G70 memory controler

Zvekan

Newcomer
How did nVidia manage to clock the memory controler in G70 to such high speeds as ~1.8 GHz effective without major redesign?

ATI thrumpeted their Ring Bus controler and its ability to support faster memory as traces arent all connected to the same spot therfore allowing more efficent cooling. How did nVidia manage it with traditional design?

I always though that the original GeForce 7800 GTX (256 MB one) would ship with faster memory and when it finally launched with memory clocks comparable to 6800 Ultra I thought that memory controler was unable to work with faster memory but they proved me wrong.

Does ATI's solution bring any significant advantages or was it mostly marketing?

Zvekan
 
Nvidia had to redesign their PCB layout for the 7800 Ultra. ATI's memory controller does indeed have benefits and a higher bandwidth.
 
There's often a crossover point when something "new" is underused in its first implementation and something "known" can be pushed.

One of ATI’s points about their controller is that the data paths are moved away from the memory controller itself, and instead the ring bus is placed around the edge of the chip decreasing the wire density over the memory controller, potentially increasing core clock speeds – but, this is probably not really that important for this generation, and will become so on future generations (at this point in time I’m expecting the mainstay of this controller to last through at least the R5xx and R6xx generations).

The benefits right now are more centred around the fact that the implementation allows for 8 32-bit channels, as opposed to 4 64-bit channels, and the programmability they are touting. If you look at the FSAA performance hits in the 7800 GTX 512MB reviews I think the X1800 XT is faring reasonably given that it has 100MHz slower memory.
 
Dave Baumann said:
There's often a crossover point when something "new" is underused in its first implementation and something "known" can be pushed.

One of ATI’s points about their controller is that the data paths are moved away from the memory controller itself, and instead the ring bus is placed around the edge of the chip decreasing the wire density over the memory controller, potentially increasing core clock speeds – but, this is probably not really that important for this generation, and will become so on future generations (at this point in time I’m expecting the mainstay of this controller to last through at least the R5xx and R6xx generations).

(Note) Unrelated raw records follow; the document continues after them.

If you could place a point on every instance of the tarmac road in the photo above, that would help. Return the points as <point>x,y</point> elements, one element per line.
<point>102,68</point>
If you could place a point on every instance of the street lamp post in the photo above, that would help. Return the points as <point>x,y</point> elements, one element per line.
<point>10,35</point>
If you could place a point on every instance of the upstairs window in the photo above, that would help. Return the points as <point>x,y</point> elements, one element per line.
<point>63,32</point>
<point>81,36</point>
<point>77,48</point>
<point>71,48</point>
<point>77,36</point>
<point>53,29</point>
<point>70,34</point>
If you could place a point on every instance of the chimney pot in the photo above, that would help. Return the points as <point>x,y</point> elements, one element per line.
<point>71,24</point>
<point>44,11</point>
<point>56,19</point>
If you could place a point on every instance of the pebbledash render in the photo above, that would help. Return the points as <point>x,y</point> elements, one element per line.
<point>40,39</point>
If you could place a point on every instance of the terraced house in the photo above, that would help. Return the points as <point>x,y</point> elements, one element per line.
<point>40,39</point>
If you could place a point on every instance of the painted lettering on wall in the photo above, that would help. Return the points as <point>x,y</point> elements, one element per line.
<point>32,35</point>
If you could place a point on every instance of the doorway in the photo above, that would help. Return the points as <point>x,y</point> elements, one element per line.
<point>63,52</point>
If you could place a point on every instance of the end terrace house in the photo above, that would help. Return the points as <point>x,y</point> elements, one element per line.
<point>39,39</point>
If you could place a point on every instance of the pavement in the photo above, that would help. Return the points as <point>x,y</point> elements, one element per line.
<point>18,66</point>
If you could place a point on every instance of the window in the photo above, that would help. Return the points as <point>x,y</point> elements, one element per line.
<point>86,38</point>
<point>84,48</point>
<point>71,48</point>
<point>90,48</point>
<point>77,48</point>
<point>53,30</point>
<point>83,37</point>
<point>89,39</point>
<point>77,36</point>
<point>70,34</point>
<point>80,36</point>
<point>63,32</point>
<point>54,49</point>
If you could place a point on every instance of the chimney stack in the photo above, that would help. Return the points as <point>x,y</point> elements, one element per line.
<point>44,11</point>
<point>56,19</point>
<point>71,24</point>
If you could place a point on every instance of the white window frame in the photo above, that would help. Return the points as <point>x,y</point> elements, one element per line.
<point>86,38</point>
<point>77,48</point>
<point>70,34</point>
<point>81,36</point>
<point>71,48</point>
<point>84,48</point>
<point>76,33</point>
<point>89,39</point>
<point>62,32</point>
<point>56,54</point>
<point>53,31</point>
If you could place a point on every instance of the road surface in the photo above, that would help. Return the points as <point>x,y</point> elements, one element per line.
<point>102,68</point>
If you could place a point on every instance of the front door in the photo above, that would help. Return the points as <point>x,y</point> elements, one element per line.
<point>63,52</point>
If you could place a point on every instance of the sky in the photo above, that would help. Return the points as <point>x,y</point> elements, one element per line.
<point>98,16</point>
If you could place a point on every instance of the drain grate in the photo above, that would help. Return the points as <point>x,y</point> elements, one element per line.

The benefits right now are more centred around the fact that the implementation allows for 8 32-bit channels, as opposed to 4 64-bit channels, and the programmability they are touting. If you look at the FSAA performance hits in the 7800 GTX 512MB reviews I think the X1800 XT is faring reasonably given that it has 100MHz slower memory.

I'm definitely not one of the many very technology literate people here, but I seem to remember reading somewhere that one of the reasons that a 512-bit bus was infeasible was the trace density to support it would be too great. Could the ringbus help in this by spreading the traces around the entire radius of the socket?
 
OICA, the issue with traces is just as severe for the external memory. You'd have to route double the traces to the external memory on the board, which is already very tricky with 256-bit.
 
Zvekan said:
How did nVidia manage to clock the memory controler in G70 to such high speeds as ~1.8 GHz effective without major redesign?

ATI thrumpeted their Ring Bus controler and its ability to support faster memory as traces arent all connected to the same spot therfore allowing more efficent cooling. How did nVidia manage it with traditional design?

Oh, could it be that the problem doesn't exist (yet)? What exactly made you think it would be a problem in the first place? Would you have thought it a problem if ATI had never said anything to the effect that their new memory interface allowed for higher frequencies?

I always though that the original GeForce 7800 GTX (256 MB one) would ship with faster memory and when it finally launched with memory clocks comparable to 6800 Ultra I thought that memory controler was unable to work with faster memory but they proved me wrong.

I think they are at the mercy of the memory suppliers. Using the fastest memory around will drive up prices. I don't think they would be too happy with the price of memory being the prime cost driver. That might be a nice business for a memory manufacturer, make some GPU just to bundle it with your RAM, but not the other way around. What Nvidia and ATI dream about is probably a memory manufacturer doubling performance within 18 months, much like they did with the 6800 and X800. Unfortunately, memory is a very mature and boring market.
 
Dave Baumann said:
There's often a crossover point when something "new" is underused in its first implementation and something "known" can be pushed.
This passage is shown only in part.